Liberals killed Energy East, Scheer says

Scheer also spoke about his party’s support for the revitalization of the Energie-Ost-Pipeline.

Last fall, the TransCanada Corp. based her plan on building a pipeline to transport crude oil from Alberta to an export terminal in Saint John, blaming new environmental criteria for the cancellation.

“The Liberals killed it,” said Scheer. “You forced this pipeline project to account for both upstream and downstream greenhouse gas emissions that no other industry in Canada needs to consider.”

Concerns about the potential environmental impact of pipeline spills in some communities, such as First Nations communities in British Columbia that have hampered the Trans Mountain Pipeline Project, should be addressed, but they should not be used simply to encourage development block no matter what.

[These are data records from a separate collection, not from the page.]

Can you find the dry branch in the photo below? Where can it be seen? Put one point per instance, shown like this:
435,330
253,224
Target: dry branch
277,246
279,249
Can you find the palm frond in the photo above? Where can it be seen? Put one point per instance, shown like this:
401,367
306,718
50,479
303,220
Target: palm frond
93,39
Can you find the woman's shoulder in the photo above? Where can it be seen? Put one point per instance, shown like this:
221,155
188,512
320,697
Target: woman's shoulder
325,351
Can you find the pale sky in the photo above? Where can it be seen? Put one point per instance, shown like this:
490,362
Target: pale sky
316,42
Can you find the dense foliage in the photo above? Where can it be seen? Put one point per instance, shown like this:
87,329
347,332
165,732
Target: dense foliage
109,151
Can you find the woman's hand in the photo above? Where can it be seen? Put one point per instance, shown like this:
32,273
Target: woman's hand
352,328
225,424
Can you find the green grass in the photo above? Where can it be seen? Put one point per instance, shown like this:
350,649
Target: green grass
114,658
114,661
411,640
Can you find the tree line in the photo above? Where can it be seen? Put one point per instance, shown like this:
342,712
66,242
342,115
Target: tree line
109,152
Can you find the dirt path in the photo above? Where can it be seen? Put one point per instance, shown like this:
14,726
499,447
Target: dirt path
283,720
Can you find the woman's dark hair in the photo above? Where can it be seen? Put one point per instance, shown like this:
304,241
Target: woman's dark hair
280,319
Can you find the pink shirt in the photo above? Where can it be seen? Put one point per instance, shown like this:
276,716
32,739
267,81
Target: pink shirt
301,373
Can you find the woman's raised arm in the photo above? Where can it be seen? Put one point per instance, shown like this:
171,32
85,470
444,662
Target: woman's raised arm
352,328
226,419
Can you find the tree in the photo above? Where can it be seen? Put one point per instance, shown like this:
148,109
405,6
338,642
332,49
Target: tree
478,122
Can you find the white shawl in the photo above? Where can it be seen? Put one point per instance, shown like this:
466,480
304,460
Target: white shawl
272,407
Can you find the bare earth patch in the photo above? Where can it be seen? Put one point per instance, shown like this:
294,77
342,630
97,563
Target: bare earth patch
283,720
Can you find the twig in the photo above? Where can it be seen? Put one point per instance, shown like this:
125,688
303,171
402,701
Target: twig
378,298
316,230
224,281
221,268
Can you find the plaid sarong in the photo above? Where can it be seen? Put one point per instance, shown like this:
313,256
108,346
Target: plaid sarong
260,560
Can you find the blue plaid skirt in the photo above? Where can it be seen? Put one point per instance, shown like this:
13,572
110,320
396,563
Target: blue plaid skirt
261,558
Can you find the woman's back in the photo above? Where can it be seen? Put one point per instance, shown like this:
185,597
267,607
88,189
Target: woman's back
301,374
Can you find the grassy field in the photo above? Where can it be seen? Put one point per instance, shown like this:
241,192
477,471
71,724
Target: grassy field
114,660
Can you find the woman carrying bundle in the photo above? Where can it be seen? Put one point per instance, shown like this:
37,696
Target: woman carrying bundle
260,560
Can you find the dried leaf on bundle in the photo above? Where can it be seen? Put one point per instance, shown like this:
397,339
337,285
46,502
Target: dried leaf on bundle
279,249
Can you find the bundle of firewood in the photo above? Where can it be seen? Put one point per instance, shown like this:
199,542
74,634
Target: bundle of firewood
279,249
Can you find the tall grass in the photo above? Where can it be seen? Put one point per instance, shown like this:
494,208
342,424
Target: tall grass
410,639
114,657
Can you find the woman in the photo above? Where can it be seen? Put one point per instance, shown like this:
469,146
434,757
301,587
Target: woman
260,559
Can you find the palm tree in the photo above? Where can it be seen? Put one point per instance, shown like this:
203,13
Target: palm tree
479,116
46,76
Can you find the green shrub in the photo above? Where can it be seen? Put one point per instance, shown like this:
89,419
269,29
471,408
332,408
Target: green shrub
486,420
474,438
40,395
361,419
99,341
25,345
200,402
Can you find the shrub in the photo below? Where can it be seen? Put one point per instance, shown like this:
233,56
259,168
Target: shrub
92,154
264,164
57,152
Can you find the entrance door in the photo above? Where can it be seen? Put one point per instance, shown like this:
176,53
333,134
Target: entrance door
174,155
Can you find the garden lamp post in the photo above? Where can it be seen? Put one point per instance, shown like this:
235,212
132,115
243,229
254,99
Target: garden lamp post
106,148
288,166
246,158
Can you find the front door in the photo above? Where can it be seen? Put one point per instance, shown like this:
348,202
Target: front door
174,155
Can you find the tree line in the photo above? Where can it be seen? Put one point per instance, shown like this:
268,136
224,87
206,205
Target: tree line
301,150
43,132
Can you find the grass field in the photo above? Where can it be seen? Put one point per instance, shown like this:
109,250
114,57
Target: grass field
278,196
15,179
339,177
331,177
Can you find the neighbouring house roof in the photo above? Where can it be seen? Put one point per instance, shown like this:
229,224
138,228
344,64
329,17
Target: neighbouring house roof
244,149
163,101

“We need to recognize that the best way to improve the quality of life for First Nations and Indigenous Canadians is through economic development and activity,” he said.

Scheer also criticized the federal liberals for not getting any clarity about possible problems for Canadians involved in the legalized cannabis industry when crossing the US border.

Individuals who admit to using legal marijuana, or who work or invest in the industry, could face a lifetime ban on travel to the United States.

“I would have expected that part of the development plan for doing this would be to get involved at a very high level with the United States for reassurance.”